Le document traite de deux sujets différents. Le premier concerne la récupération d'aviateurs étatsuniens abattus. Le second est une demande d'ordres pour agir.

Dans un message à son chef hiérarchique, le commandant de Lassus Saint-Geniès (« Legrand »), Paul Pons rend compte de la récupération d'aviateurs abattus. Le 15 août 1944, lors du bombardement du pont sur le Rhône à Valence, plusieurs avions de l'USAAF (United States Army Air Forces) sont touchés et abattus par la Flak (canon antiaérien). L'un d'eux s'écrase sur le territoire de la commune d'Upie au lieu-dit Mont Méry. Il s'agit d'une forteresse volante Boeing B 17G appartenant au 772e escadron du 463e groupe de bombardement de la 15e Air Force. L'équipage, composé de 10 hommes, évacue l'appareil en détresse. Plusieurs aviateurs atterrissent sans dommage. Mais un est mort avant l'atterrissage, 5 sont blessés. Immédiatement, Paul Pons qui se trouve à quelques kilomètres de la chute envoie des hommes pour secourir les survivants. Trois sont dirigés sur Die, deux blessés sont hospitalisés à Crest, deux sont à son PC. Il récupère la plaque d'identité de l'aviateur mort. Il précise qu'il y a deux disparus. En réalité les deux hommes seront récupérés par d'autres Résistants.

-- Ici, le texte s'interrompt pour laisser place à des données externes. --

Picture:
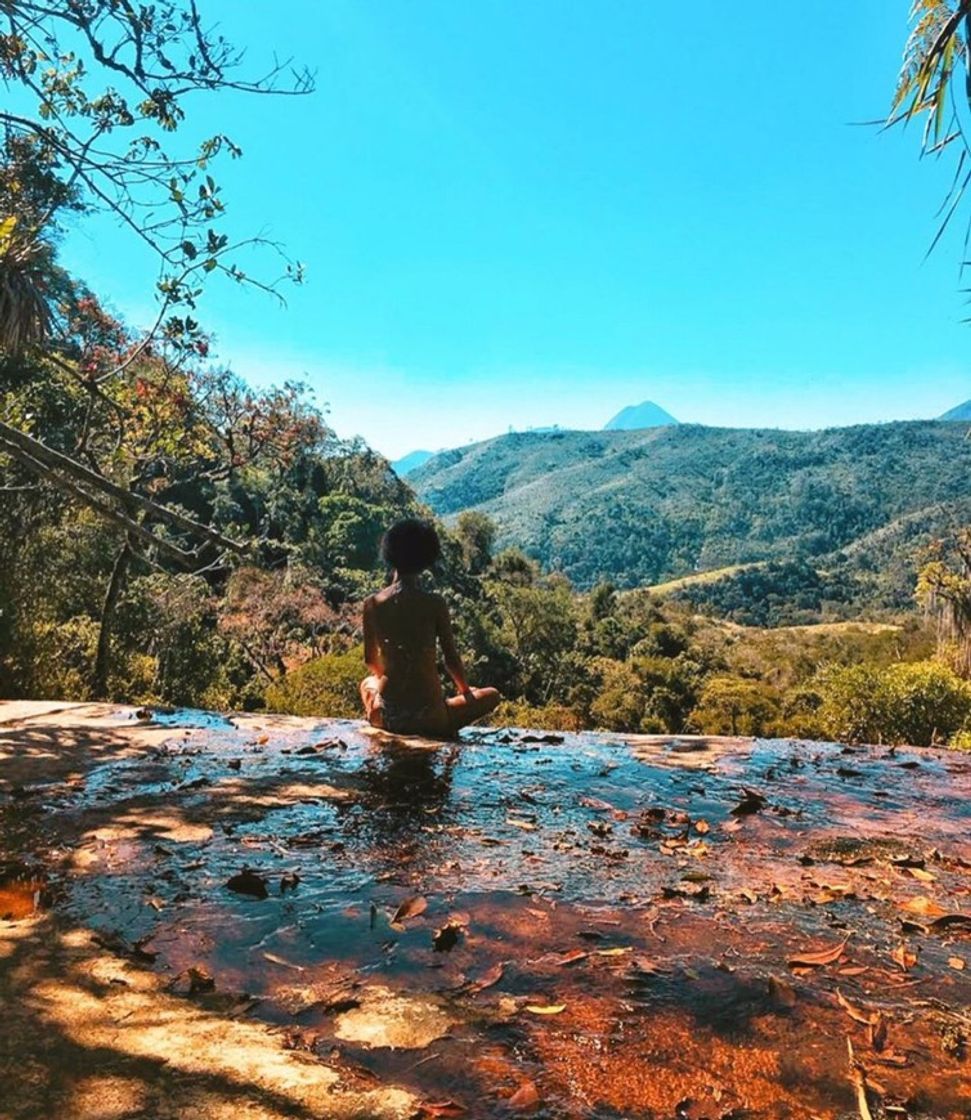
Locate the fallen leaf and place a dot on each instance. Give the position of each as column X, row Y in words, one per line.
column 853, row 1013
column 782, row 991
column 446, row 939
column 411, row 907
column 818, row 958
column 596, row 804
column 249, row 883
column 199, row 980
column 488, row 978
column 526, row 1097
column 918, row 874
column 436, row 1109
column 892, row 1057
column 877, row 1032
column 752, row 802
column 904, row 957
column 946, row 921
column 273, row 959
column 924, row 906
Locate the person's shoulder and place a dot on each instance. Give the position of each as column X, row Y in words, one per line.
column 436, row 600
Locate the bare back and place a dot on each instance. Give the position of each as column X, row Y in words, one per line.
column 405, row 624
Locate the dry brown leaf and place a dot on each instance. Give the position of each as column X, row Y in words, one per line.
column 814, row 959
column 924, row 906
column 273, row 959
column 488, row 978
column 906, row 958
column 892, row 1057
column 877, row 1032
column 782, row 991
column 853, row 1013
column 948, row 921
column 526, row 1097
column 596, row 804
column 411, row 907
column 436, row 1109
column 918, row 874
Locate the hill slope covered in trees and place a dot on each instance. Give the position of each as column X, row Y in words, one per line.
column 640, row 507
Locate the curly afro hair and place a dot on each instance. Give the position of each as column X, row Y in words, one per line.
column 410, row 546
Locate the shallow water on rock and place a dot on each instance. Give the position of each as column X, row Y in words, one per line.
column 626, row 923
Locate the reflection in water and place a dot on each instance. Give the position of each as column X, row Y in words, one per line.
column 404, row 790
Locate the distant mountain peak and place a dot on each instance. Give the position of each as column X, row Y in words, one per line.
column 961, row 412
column 410, row 462
column 645, row 414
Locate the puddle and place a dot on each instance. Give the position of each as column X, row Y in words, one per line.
column 615, row 923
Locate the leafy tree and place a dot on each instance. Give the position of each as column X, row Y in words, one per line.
column 944, row 588
column 476, row 534
column 918, row 703
column 327, row 686
column 735, row 706
column 101, row 91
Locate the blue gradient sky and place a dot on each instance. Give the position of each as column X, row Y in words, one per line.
column 538, row 213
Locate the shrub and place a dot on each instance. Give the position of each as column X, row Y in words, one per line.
column 327, row 686
column 918, row 702
column 551, row 717
column 735, row 706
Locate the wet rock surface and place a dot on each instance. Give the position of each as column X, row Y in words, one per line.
column 577, row 925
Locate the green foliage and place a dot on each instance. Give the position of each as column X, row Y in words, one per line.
column 327, row 686
column 920, row 703
column 740, row 705
column 842, row 513
column 551, row 717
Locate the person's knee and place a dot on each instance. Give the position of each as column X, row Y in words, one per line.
column 488, row 698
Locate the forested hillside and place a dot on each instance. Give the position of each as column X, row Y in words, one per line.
column 641, row 507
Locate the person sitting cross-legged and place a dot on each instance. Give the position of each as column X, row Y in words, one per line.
column 403, row 626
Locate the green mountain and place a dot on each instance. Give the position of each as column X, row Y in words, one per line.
column 410, row 462
column 642, row 507
column 645, row 414
column 960, row 412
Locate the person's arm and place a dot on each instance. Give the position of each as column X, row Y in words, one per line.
column 449, row 652
column 372, row 650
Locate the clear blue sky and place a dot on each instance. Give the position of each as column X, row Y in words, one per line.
column 538, row 213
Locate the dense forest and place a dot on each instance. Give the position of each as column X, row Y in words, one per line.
column 169, row 534
column 846, row 511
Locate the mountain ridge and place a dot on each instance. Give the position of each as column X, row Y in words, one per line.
column 643, row 506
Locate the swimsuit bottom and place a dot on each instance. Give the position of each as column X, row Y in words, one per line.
column 432, row 719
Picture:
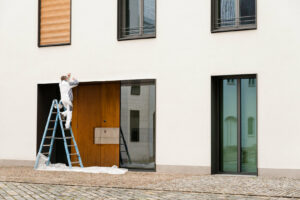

Le deuxième sujet du document traduit une certaine impatience de Paul Pons qui veut agir. D'abord, il précise que les ponts de Rif-Noir et de la Granette, ponts proches de Grâne ont été détruits. Mais surtout il propose à son chef d'agir sur la route nationale 7, axe majeur de communication pour une armée allemande qui risque de battre en retraite devant les troupes alliées qui viennent de débarquer sur les côtes provençales. Pour agir, il réclame de cantonner près de Crest, bonne base de départ pour réaliser de « beaux coups ».



Contexte historique

Le 15 août 1944, troupes étatsuniennes et françaises débarquent sur les côtes de Provence. Ce débarquement aurait dû avoir lieu immédiatement après celui de Normandie. L'opposition allemande, plus importante que prévu, a obligé les Alliés à différer le débarquement en Provence. Les conséquences de ce retard ont été dramatiques pour la Résistance dans le Vercors. Aussi l'opération Anvil/Dragoon est accueillie avec soulagement et joie par les résistants de la vallée du Rhône. Ils ont conscience que les routes et voies ferrées de ce couloir vont jouer un rôle essentiel comme axe de repli de l'armée allemande. L'US Army saisit toute l'importance de cette situation et essaie par des bombardements de détruire les ponts sur le Rhône. Le 15 août, l'USAAF bombarde le pont de Valence-sur-Rhône. Celui-ci n'est pas détruit mais l'imprécision du bombardement cause la mort de 300 Valentinois. C'est au cours de ce raid que trois B 17 de l'USAAF sont abattus par la flak qui protège l'aérodrome de Valence-Chabeuil-La Trésorerie. L'un s'abat près d'Alixan au quartier de la Belle Meunière. Huit aviateurs qui ont sauté sont récupérés par la Résistance, deux sont faits prisonniers. Un B 17 explose en vol. Sur les neuf membres d'équipage quatre sont tués, cinq sautent en parachute et sont faits prisonniers. Un B17 s'écrase à Upie, sur le mont Méry. On a là un exemple de sauvetage de pilotes alliés par la Résistance. C'est une action relativement peu connue et pourtant importante car, souvent, les pilotes peuvent rejoindre, assez rapidement, leurs unités et reprendre le combat.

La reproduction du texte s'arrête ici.